There are three parts to the system. There's the OS part, which is what the specification covers; there's an app provided by your regional health authority; and there's a server run by your regional health authority (or more likely, a company the health authority subcontracted to). They all act together to provide the contact tracing service.
  1. Each day the user's device generates a random secret $k$, which stays on the user's device for the time being.
  2. The device then broadcasts BLE beacons containing $h = H(k, c)$ where $H$ is a one-way hash function and $c$ is a counter. Since $k$ can't be derived from $h$, and since no pair of beacons $h_1, h_2$ can be associated with one another, the beacons can't in theory be used for tracking. This assumes that the BLE subsystem provides a level of tracking-protection, for example through MAC randomisation. Such protections don't always work, but at least in theory the contact-tracing feature doesn't make it any worse.
  3. The device also listens for any beacons sent out by other users and stores any it captures locally in a list $b_1, b_2, \ldots$.
  4. If a user tests positive for COVID-19 they are asked to notify the regional health authority through the app. This involves the app uploading their secret $k$ for the day to a central database run by the regional health authority (or their subcontractor). From what I can tell, neither Apple nor Google need to be involved in the running of this part of the system, or to have direct access to the database. Note that only $k$ is uploaded. Neither the individual beacons $h_1, h_2, \ldots$ sent, nor the beacons $b_1, b_2, \ldots$ received, need to be uploaded. This keeps data quantities down.
  5. Each day the user's phone also downloads a list $k_1, k_2, \ldots, k_m$ of secrets associated with people who tested positive. This is the list collated each day in the central database. These keys were randomly generated on the user's phone and so are pseudonymous.
  6. The user's phone then goes through the list and checks whether one of the $k_i$ is associated with someone they interacted with. It does this by re-calculating the beacons that were derived from this secret: $H(k_i, 1), H(k_i, 2), \ldots, H(k_i, m)$, and compares each against every beacon it collected the same day.
  7. If there's a match $H(k_i, j) = b_l$, then the user is alerted that they likely interacted with someone who has subsequently tested positive. Because the phone also now knows the counter $j$ used to generate the match, it can also provided a time for when the interaction occurred.

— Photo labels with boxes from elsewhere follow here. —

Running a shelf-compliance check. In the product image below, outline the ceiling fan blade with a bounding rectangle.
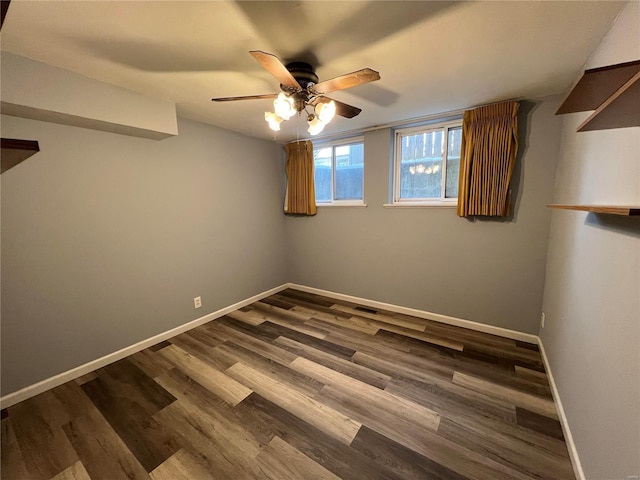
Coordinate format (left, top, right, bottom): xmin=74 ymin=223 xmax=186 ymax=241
xmin=249 ymin=50 xmax=302 ymax=90
xmin=211 ymin=93 xmax=278 ymax=102
xmin=312 ymin=95 xmax=362 ymax=118
xmin=313 ymin=68 xmax=380 ymax=93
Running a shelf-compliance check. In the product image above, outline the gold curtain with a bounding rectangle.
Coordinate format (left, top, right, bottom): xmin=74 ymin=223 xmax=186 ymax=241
xmin=284 ymin=140 xmax=317 ymax=215
xmin=458 ymin=102 xmax=520 ymax=217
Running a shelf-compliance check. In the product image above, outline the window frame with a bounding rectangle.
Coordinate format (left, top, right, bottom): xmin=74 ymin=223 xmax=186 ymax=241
xmin=391 ymin=118 xmax=462 ymax=207
xmin=313 ymin=136 xmax=366 ymax=207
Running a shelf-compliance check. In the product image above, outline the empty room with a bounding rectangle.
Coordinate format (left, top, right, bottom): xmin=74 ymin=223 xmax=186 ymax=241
xmin=0 ymin=0 xmax=640 ymax=480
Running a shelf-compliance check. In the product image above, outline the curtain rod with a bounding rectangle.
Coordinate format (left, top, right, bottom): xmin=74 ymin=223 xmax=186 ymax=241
xmin=278 ymin=98 xmax=522 ymax=145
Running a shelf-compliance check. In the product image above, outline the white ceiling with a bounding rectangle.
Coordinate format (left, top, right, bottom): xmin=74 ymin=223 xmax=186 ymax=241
xmin=0 ymin=0 xmax=624 ymax=141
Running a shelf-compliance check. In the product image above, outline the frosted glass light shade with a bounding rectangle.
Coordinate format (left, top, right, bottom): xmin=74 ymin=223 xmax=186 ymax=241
xmin=316 ymin=100 xmax=336 ymax=124
xmin=307 ymin=117 xmax=325 ymax=135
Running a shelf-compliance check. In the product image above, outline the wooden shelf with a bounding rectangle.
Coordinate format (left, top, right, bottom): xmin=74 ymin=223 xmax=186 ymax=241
xmin=547 ymin=205 xmax=640 ymax=217
xmin=556 ymin=60 xmax=640 ymax=132
xmin=0 ymin=138 xmax=40 ymax=173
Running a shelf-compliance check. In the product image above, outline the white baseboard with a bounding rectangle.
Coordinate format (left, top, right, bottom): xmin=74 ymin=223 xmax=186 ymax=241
xmin=0 ymin=284 xmax=289 ymax=408
xmin=0 ymin=283 xmax=539 ymax=408
xmin=288 ymin=283 xmax=538 ymax=344
xmin=538 ymin=337 xmax=587 ymax=480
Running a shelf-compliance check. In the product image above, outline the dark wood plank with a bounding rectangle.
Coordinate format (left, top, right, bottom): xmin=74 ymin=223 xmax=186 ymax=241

This is a significant simplification of the protocol, but hopefully gives an idea of how it works. This is also my interpretation based on reading the specs, so liable to error. By all means criticise my summary, but please don't use this summary to criticise the original specification. If you want to do that, you should read the full specs.

Because of the way the specification is split between the OS and the app, the BLE beacons can be transmitted and received without the user having to install any app. It's only when the user tests positive and wants to notify their regional health authority, or when a user wants to be notified that they may have interacted with someone who tested positive, that they need to install the app. This is a nice feature as it means there's still a benefit even if users don't immediately install the app.

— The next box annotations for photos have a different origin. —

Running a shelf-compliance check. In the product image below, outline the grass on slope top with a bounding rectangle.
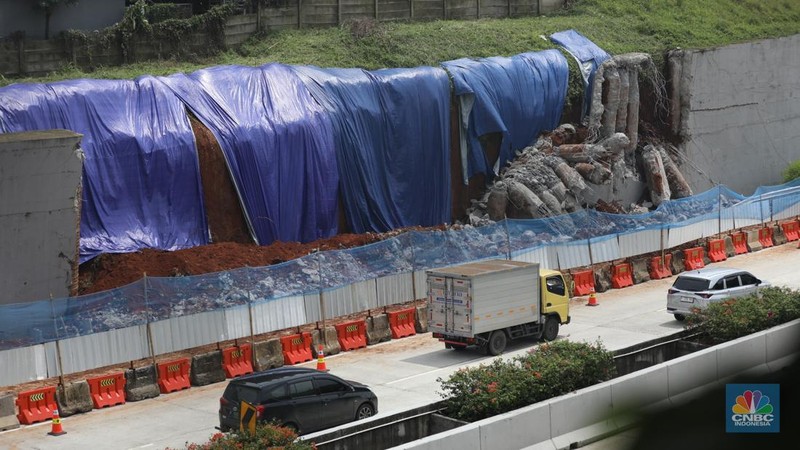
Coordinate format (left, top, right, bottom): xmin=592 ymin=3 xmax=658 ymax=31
xmin=0 ymin=0 xmax=800 ymax=85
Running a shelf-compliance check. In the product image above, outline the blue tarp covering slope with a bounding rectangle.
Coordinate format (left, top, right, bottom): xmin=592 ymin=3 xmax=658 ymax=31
xmin=160 ymin=64 xmax=339 ymax=245
xmin=550 ymin=30 xmax=611 ymax=121
xmin=0 ymin=76 xmax=208 ymax=262
xmin=442 ymin=50 xmax=569 ymax=183
xmin=293 ymin=67 xmax=450 ymax=233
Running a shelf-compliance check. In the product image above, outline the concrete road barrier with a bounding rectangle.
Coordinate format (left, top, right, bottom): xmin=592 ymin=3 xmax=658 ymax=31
xmin=194 ymin=350 xmax=225 ymax=386
xmin=56 ymin=380 xmax=94 ymax=417
xmin=0 ymin=394 xmax=19 ymax=431
xmin=253 ymin=338 xmax=283 ymax=372
xmin=125 ymin=365 xmax=161 ymax=402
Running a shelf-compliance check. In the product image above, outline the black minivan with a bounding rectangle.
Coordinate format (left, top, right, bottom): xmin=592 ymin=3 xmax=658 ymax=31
xmin=219 ymin=367 xmax=378 ymax=434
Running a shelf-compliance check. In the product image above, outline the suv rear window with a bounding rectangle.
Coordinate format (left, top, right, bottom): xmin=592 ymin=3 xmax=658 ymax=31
xmin=672 ymin=276 xmax=708 ymax=292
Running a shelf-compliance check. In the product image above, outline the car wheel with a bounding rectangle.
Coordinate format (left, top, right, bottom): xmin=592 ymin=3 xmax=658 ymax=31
xmin=542 ymin=316 xmax=558 ymax=341
xmin=487 ymin=330 xmax=508 ymax=356
xmin=356 ymin=403 xmax=375 ymax=420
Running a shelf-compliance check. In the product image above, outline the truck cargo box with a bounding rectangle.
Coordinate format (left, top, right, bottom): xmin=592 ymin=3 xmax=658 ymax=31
xmin=427 ymin=260 xmax=540 ymax=337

One of the big areas for privacy concern will be the behaviour of the apps provided by the regional health authorities. These have the ability to undermine the anonymity of the system, for example by uploading personal details alongside $k$, or by tracking the IP addresses as the upload takes place. I think these are valid concerns, especially given that governments are notorious data-hoarders, and that the system itself is unlikely to be built or run by a health authority. It would be a tragic missed opportunity if apps do undermine the privacy of the system in this way, but unfortunately it may also be difficult to know unless the sourcecode of the apps themselves is made available.